Free vs isothermal expansion

Reviewing isothermal expansion

Consider the isothermal expansion of an ideal gas, doubling the initial volume from $V_i=V_0$ to $V_f=2V_0$. Write an expression for the work, $\Delta W$, in terms of $V_0$, $T_0$, and $n$.
Temperature is constant for an isothermal process. The final volume, $V_f=2V_0$ is twice the initial volume $V_0$. $$\Delta W = nRT_0\ln\left(\frac{V_f}{V_i}\right)=nRT\ln 2$$ For 1 kilomole at $T_0=300K$,this works out to
$nRT\ln 2= 1\text{ kMole }*8.314\times 10^3\text{ J/(kMole*K)}*300\text{ K }*0.693$
= $1.73 \times 10^6$ Joules.
But for an ideal gas, the internal energy only dependss on temperature.
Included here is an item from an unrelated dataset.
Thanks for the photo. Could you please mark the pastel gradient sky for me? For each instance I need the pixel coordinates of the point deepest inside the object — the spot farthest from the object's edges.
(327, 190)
Using the first law, what is the heat transfer $\Delta Q$? Does the system absorb heat or do the surroundings absorb heat?
First law: $\Delta U = \Delta Q - \Delta W$.
1. This is an ideal gas.
2. The internal energy of an ideal gas only depends on temperature.
3. This is an isothermal process in which $\Delta T=0$
$\Rightarrow \Delta U=0$, and therefore $\Delta W = $ $\Delta Q=1.73 \times 10^6$ Joules . The convention is that positive $\Delta Q$ means heat has been absorbed by the sytem, from its surroundings.
What are the final volume and final temperature of the system?
Initial volume and temperature were $V_0$ and $T_0$. Final volume and temperature are $2V_0$ and $T_0$

Free expansion

Now, consider the "free expansion" of an ideal gas from $V_0$ to $2V_0$. Imagine that we have a rigid, thermally insulated container , the system, with a total volume $2V_0$. Initially, there is a flimsy partition separating the two sides of the container in half, and all the gas occupies one half with a volume of $V_0$ and temperature $T_0$:

A remote controlled dart (of vanishingly small volume) from the vacuum side is launched, puncturing the partition, and the gas explodes out, eventually filling the whole volume, $2V_0$.

Did this system give off or absorb heat from its surroundings?
No because the walls of the container are insulated, allowing no heat to flow either in or out of the system. $\Delta Q = 0$.
Did this system perform work on its surroundings or have work performed on it?
No because the walls of the system are rigid meaning $dV=0$, and since $\Delta W=\int P\,dV$, it's not possible that any work was done by the surroundings or by the system. $\Delta W = 0$.
Using the first law, calculate the change to the gas' internal energy, and therefore, calculate the final temperature of the system?
According to the first law, $\Delta U=\Delta Q - \Delta W$. But we just argued above that $\Delta Q=0$ and $\Delta W=0$. And $\Rightarrow\Delta U=0$. Since this is an ideal gas, and the internal energy only depends on temperature, $\Delta U=0\ \Rightarrow \Delta T = 0$ So, the final temperature is $T_0$, and the final volume of the gas is $2V_0$.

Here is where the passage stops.